I started off in politics, moving through corporate law. Before joining Aviva Investors, I headed up corporate governance at the Co-operative Asset Management, leading on executive pay, corporate responsibility and sustainability and ensuring a cutting-edge approach to ESG integration across all asset classes. I have a special interest in reputational risk.
What is your role at Aviva Investors?
I spend my days talking to the companies we invest in on the full spectrum of ESG topics – from antibiotic resistance to zero-hour contracts. I complement this with public policy advocacy at a UK, EU, OECD and UN level on a spectrum of issues from sustainable development goals through to green bonds. I’m also heavily involved in business development.
What tips would you give European companies when it comes to ESG communications?
The biggest oversight we see is the mistake of thinking reporting equals investor relations. Reporting and disclosure is a foundation activity. IR teams from mature, multinational corporations must be able to talk a degree of ESG.
We see great benefits when the IR team is well connected to the company secretary, not just around proxy voting and AGM season, although it’s not always a given. Investors communicate on ESG matters with both the board and management and may use multiple channels into the business to make their views clear. If IR and the corporate secretary aren’t talking, IR is missing a vital piece of the institutional investor picture. Increasingly, governance engagement and research is on ESG, not just governance and remuneration. IR must connect the dots to ensure it has the whole picture of the market.
What will you be looking for when judging an annual report?
In general, the following is what we look for and, while most of the points seem obvious, it’s amazing how few companies manage to achieve them.
- Identify the ESG issues you feel are material to the company: they have the potential to meaningfully affect its operations, financial health or perception by critical stakeholders. Be prepared to ditch issues that don’t meet this test; less is more. Justify your choices and relate them to the health of the business as a whole.
- Focus on opportunities as well as risks, where they exist. Focus on the strategic as well as the managerial aspect – for example, you may have products that address upcoming regulations ahead of competitors.
- Integrate your reporting of ESG issues into the main narrative text in the annual report and accounts. A simple example might be a power company reporting its emissions intensity alongside Ebitda or a miner citing its lost-time injury-frequency rate and fatality rates alongside production volumes.
- Create relevant KPIs to track your key impacts and, once you have acceptable baseline data, establish targets that are stretching but achievable.
- Integrate these targets into the executive annual bonus scheme, at least at a meaningful percentage (not less than 10 percent) and below board level where there is functional responsibility. Consider extending longer-term goals into long-term incentive schemes.
- Report on your progress against targets as time goes by (design KPIs so that they should be stuck with for five years, minimum), explaining notable changes – both positive and negative – in performance and justifying rebasing where these become absolutely necessary.
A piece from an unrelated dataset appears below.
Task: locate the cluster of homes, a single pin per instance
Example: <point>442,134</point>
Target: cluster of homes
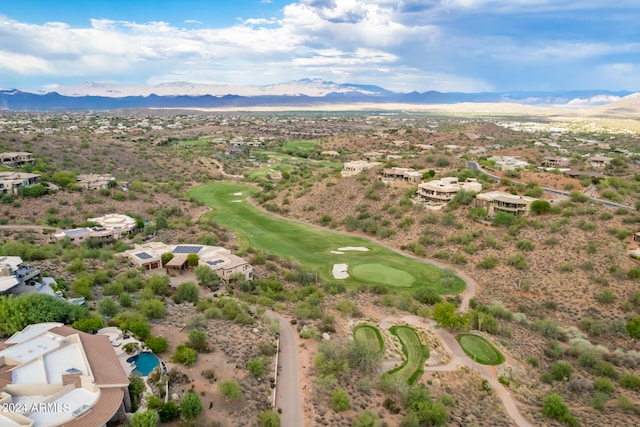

- Seek independent verification of any data that might be considered material.
- No platitudinous policy statements, woolly feel-good narrative or otherwise self-congratulatory assertions that can’t be backed up by evidence.
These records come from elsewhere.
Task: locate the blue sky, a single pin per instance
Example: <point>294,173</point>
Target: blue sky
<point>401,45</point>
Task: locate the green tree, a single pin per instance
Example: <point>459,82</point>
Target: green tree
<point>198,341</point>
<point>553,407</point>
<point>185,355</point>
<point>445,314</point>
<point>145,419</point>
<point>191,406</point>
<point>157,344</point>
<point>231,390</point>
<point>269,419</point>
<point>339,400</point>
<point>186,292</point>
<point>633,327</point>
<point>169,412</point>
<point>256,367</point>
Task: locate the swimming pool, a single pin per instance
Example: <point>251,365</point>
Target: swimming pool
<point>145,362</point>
- No pictures of smiling children, especially in poor countries, or a pair of hands holding a sprouting shrub. You get the idea.
What do you believe makes a successful investor event?
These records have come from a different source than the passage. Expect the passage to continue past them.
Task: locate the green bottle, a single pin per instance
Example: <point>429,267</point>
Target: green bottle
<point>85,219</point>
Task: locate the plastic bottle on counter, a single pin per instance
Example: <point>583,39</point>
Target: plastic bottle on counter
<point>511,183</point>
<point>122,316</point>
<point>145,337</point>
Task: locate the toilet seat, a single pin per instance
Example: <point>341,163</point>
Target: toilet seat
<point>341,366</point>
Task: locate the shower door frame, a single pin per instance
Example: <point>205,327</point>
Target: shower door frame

A successful investor event brings the company’s story to life for the investor. IR should own all investor engagement, including ESG. If a company says sustainability is integrated into strategy, IR shouldn’t have a problem doing so. IR can and should use the corporate responsibility department as experts to help shape meetings and also talk to brokers and advisers that help other companies shape these types of meetings – lots of companies are doing them.
The meeting content and speakers must have a clear link to current business strategy and performance and shouldn’t feel like a sustainability or governance bubble.
Focus for an event can make more sense than trying to cover everything. Make sure to link it to the current IR and business narrative – don’t have a meeting on one issue when investors will be focused on another (for example, holding a meeting on water strategy when the company is dealing with bribery allegations). Bring business experts in, as investors can talk to IR anytime they want to. This shows a degree of maturity and confidence that the company is comfortable putting experts in front of investors.
Site visits are becoming increasingly popular. I’ve visited sites as diverse as a palm oil plantation and a carpet factory and always come away with a richer understanding of the company and the risks and opportunities it faces.